DNA verrät Augen-, Haut- und Haarfarbe
Die Abteilung für Genetische Identifizierung am Medizinischen Institut der Universität Rotterdam, die Manfred Kayser leitet, ist seitdem führend bei der Entwicklung von DNA-Tests für die Forensik. Doch von einem Phantombild, das auf Basis unserer Gene entsteht, ist man noch meilenweit entfernt.
«Zurzeit können wir die Augen-, Haar- und Hautfarbe, also die drei Pigmentierungsmerkmale des Menschen, aus DNA-Spuren bestimmen», sagt Manfred Kayser. Er kann angeben, wie wahrscheinlich es ist, dass eine Person zum Beispiel blaue Augen, braune Haare und helle Haut hat. Für detailliertere Aussagen ist die genetische Forschung noch nicht weit genug.
Zwei weitere Merkmale kann der Biologe schon heute aus Tatort-DNA herauslesen: Von welchem Kontinent ein Mensch kommt und das Alter auf plus minus fünf Jahre genau. Mehr geht bisher noch nicht. Das hat einen Grund.
Die Nadel im Heuhaufen
Seit 2003 gilt das menschliche Erbgut als entschlüsselt. Zu gut 99 Prozent ist es bei allen Menschen gleich. Es enthält 20’000 bis 30’000 Gene. Aus Zwillingsstudien weiss man, dass der überwiegende Teil unseres Aussehens in unseren Genen stecken muss.
Doch welche Gene bringen welche Eigenschaft hervor? Welche führen zu blauer Augenfarbe, welche sind für grosse Füsse verantwortlich und welche für frühen Haarausfall?
Es ist die Suche nach der Nadel im Heuhaufen. Manfred Kayser hat dafür die Gesichter von tausenden Personen vermessen. Er hat ihr Erbgut analysiert und nach Bereichen gesucht, die etwas mit ihrem Aussehen zu tun haben.
So kennt er heute Gene, die die Augenfarbe beeinflussen. Er kann mit der DNA-Information aus nur sechs Genen blaue und braune Augen sehr akkurat bestimmen.
Tausende Gene für die Körpergrösse
Wie komplex diese Suche nach den Genen werden kann, zeigt die Körpergrösse. 700 Gene wurden bisher gefunden. Der Biologe Kayser schätzt, dass es tausende sind, die bestimmen, wie gross oder klein wir geraten. Zudem spielen auch die Lebensumstände eine grosse Rolle, etwa wie gut wir uns in der Kindheit und Jugend ernähren.
Bei den allermeisten Merkmalen steht die genetische Forschung erst am Anfang: Ohrform, angewachsene Ohrlappen, Augenabstand, Augenbrauendicke, Nasenform – überall haben Forscher bereits einige Gene gefunden. Bis sie helfen können, einen Mord aufzuklären, wird es noch lange dauern.
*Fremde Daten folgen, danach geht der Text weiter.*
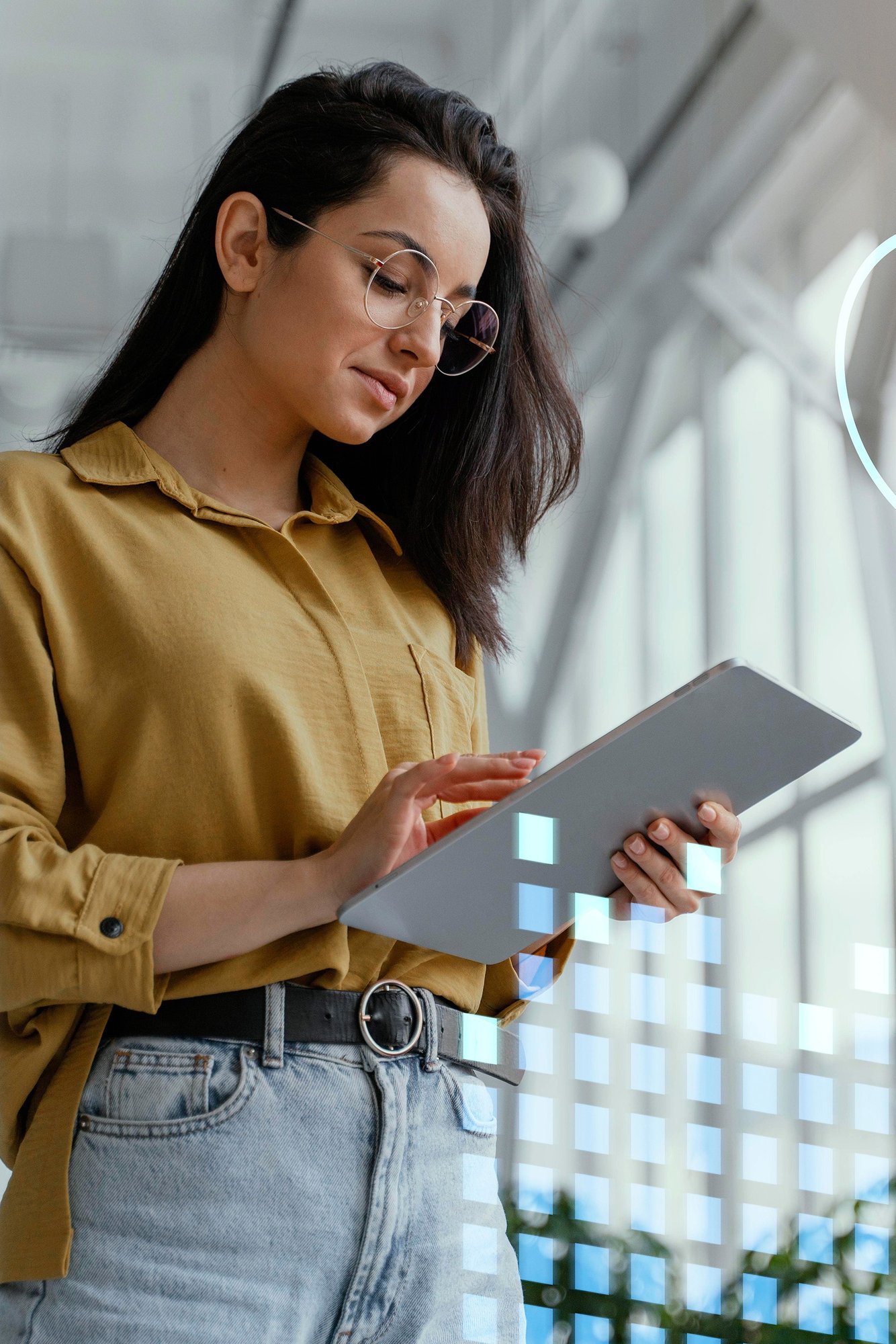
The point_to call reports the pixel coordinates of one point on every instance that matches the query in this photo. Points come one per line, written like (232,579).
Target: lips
(386,388)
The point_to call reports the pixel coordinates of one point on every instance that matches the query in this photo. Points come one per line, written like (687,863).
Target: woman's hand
(652,878)
(389,830)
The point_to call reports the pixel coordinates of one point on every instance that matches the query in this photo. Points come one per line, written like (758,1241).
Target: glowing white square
(817,1029)
(760,1019)
(872,968)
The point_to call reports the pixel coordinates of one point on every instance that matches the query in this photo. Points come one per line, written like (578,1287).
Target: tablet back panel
(734,734)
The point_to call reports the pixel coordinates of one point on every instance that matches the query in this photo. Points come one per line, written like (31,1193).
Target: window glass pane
(848,904)
(674,544)
(756,623)
(836,657)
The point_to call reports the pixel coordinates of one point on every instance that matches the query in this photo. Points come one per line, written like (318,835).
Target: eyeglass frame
(378,263)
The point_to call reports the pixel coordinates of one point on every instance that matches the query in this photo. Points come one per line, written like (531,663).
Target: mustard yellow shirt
(185,683)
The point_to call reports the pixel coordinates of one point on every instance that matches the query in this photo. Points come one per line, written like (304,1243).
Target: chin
(354,432)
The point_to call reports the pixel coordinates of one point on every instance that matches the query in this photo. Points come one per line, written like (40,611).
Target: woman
(245,603)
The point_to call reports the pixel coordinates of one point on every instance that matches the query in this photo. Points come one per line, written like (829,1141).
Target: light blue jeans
(288,1194)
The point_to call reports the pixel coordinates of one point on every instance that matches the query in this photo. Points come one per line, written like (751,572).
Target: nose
(422,337)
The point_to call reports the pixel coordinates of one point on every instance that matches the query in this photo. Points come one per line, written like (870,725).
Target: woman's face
(299,317)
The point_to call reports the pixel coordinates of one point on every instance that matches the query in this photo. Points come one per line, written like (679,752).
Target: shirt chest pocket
(449,697)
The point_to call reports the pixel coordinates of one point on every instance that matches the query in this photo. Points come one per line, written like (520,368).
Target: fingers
(654,880)
(723,827)
(651,868)
(468,776)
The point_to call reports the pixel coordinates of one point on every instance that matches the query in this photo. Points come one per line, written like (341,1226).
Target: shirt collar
(118,456)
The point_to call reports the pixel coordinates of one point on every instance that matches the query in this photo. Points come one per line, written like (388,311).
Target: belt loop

Medizinische Forschung hilft
Fragt man Manfred Kayser, wann es möglich sein wird, auf Basis einer DNA-Spur das vollständige Phantombild eines Menschen zu berechnen, klingt er ein wenig aufgebracht: «Das ist keine Frage der Zeit, es ist eine Frage des Geldes».
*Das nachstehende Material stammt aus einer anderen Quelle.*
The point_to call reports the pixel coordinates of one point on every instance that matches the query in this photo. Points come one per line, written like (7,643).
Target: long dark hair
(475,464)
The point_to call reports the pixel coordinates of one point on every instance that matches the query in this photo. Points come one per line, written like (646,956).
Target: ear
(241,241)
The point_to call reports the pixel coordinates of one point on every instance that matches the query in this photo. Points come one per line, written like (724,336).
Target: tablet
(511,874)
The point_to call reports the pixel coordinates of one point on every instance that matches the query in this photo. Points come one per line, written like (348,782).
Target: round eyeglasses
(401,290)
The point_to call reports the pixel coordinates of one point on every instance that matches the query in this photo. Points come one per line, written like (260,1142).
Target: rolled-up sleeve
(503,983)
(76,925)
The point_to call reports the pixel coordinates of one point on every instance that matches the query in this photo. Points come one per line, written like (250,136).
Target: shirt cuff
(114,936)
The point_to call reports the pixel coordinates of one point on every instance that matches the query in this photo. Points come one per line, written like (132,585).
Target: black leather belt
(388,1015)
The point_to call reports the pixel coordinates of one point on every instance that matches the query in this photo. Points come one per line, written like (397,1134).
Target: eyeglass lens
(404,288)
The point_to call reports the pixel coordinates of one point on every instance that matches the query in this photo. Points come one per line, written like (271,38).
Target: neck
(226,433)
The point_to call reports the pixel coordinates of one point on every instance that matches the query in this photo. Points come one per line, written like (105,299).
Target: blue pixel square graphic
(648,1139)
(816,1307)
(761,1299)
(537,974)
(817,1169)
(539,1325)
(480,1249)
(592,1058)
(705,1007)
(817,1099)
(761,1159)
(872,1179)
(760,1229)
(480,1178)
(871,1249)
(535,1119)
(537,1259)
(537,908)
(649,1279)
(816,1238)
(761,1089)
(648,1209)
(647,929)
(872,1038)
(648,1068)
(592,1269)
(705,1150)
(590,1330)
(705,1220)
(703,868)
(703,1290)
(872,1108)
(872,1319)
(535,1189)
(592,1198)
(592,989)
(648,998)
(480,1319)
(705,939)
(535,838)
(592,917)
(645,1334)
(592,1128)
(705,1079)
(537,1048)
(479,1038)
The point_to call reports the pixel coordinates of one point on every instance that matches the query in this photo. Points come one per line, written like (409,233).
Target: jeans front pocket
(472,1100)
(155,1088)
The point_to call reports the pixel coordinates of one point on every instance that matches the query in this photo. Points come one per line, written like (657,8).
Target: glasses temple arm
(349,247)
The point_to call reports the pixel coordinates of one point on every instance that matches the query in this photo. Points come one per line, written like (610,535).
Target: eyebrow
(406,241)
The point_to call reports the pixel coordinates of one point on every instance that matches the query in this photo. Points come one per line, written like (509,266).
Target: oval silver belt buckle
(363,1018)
Das grosse Geld wird nicht in die forensische Forschung investiert, in der er tätig ist. Sondern in die medizinische. Medizinisch relevant ist nicht die Bestimmung der Gene für die Nasenlänge, sondern etwa jene für Diabetes Typ 2. Deshalb sind für die Zuckerkrankheit bereits viel mehr Gene bekannt.
Aber eben auch für Haarausfall, weil der frühe Haarausfall bei Männern als Krankheit gilt. Wie kahl jemand sein könnte, ist für die forensische DNA-Forschung wieder interessant.
Es ist ein Anfang
In einigen Jahren, so schätzt Manfred Kayser, wird er neben Augen-, Haar- und Hautfarbe, dem Alter und der geografischen Herkunft auch Haarform und Haarausfall aus Tatort-DNA bestimmen können. «Damit fangen wir an, das Aussehen zu beschreiben», sagt er.
Vielleicht wird es zu diesem Zeitpunkt auch in der Schweiz erlaubt sein, mit Tatort-DNA das Aussehen eines Täters zu bestimmen. Auch hier könnte ein Vergewaltigungsfall entscheidend für eine Gesetzesänderung sein: Das Verbrechen an einer jungen Frau in Emmen (LU) 2015, die als Folge vom Kopf abwärts gelähmt ist.
Die Polizei hat die DNA des Täters – doch mit den heute zulässigen Mitteln konnte er nicht gefunden werden. Derzeit ist eine Revision des DNA-Profilgesetzes in Arbeit.